Lump it together and split the difference: taxonomy, folksonomy and the uses of genres…

On the back of a couple of Twitter conversations recently and borrowing my brother’s ipod (other MP3 players are available…), I have been thinking more about taxonomy and its bastard sibling, “folksonomy”.

A taxonomy is formal, top-down and rigid; a folksonomy is informal, bottom-up and flexible. Clearly, both have their uses – to identify books in a library one needs a common (and hence inflexible) system of classification – a taxonomy like the Dewey decimal classification, but to find books at home one might use a more manageable system (like/keep/recycle, perhaps).

The system you choose depends a lot on what your uses are.

In biological taxonomy, there is often a battle between lumpers and splitters: since the classification is a human construct (albeit one that aims to follow natural divisions), whether a population of organisms is a variety or subspecies or species is up for debate.

Splitters tend to argue that different types are separate; lumpers tend to minimise the differences. As an example, I used to work on bracken (many, many years ago!); back then, it was considered to be a single species with two sub-species and twelve varieties – all lumped together, in other words; I believed that now these had been split into two species and twelve sub-species – but I was wrong: the accepted taxonomy of bracken is that it consists of up to twelve separate species. In this case, the splitters have won.

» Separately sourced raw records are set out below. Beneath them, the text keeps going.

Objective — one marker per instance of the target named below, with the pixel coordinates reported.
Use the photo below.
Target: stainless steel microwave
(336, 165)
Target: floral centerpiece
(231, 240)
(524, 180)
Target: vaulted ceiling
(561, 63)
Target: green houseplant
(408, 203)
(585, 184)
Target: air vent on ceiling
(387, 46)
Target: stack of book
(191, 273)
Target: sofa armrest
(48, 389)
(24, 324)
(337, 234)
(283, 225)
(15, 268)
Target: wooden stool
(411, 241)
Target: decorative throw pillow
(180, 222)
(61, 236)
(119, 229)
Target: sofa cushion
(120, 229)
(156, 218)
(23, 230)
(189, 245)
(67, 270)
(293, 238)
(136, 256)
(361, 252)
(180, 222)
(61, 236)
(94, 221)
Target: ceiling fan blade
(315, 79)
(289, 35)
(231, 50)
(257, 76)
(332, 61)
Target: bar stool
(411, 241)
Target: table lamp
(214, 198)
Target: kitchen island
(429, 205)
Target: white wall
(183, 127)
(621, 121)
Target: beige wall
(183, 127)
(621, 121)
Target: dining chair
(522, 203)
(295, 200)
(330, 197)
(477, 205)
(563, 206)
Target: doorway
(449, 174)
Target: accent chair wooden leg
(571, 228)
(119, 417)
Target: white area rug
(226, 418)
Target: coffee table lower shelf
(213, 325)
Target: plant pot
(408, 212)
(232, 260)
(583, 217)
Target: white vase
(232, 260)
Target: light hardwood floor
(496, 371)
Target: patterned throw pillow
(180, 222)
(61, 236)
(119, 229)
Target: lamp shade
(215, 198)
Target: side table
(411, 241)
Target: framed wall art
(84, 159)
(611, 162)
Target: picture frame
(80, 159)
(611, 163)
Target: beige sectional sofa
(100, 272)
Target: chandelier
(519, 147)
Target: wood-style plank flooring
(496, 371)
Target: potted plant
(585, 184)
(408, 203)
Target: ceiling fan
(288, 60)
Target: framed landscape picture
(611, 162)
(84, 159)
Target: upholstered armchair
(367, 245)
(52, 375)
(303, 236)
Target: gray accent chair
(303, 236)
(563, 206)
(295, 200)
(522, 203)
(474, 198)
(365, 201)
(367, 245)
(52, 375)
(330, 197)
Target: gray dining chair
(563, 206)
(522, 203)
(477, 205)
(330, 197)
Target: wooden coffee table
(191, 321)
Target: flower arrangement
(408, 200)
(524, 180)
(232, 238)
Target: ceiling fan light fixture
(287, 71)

Looking at my brother’s iPod, I saw that he is a splitter; I on the other hand seem to be a radical lumper. We classify the music on our players very differently, using the folksonomy. The genre field of the ipod database is where I noticed this. My brother uses hundreds of different genre – separating jazz, for instance, by time and location (“1960s West Coast Jazz”, “1970s UK Jazz”, and so on).

I use four different genre, reckoning that all my music can be classified by just jazz, rock, classical and folk. I tried to get it down to three, but however hard I tried I couldn’t pretend that a couple of the “folk” artists could be put into “rock”.

Whilst this reflects our outlooks – I would have problems trying to classify artists down to too much detail (would Dave Holland or John McLaughlin [warning – launches music!] be UK or US jazz? And is it jazz or fusion? Or jazz-rock?) – it also stems from the different ways we use our players.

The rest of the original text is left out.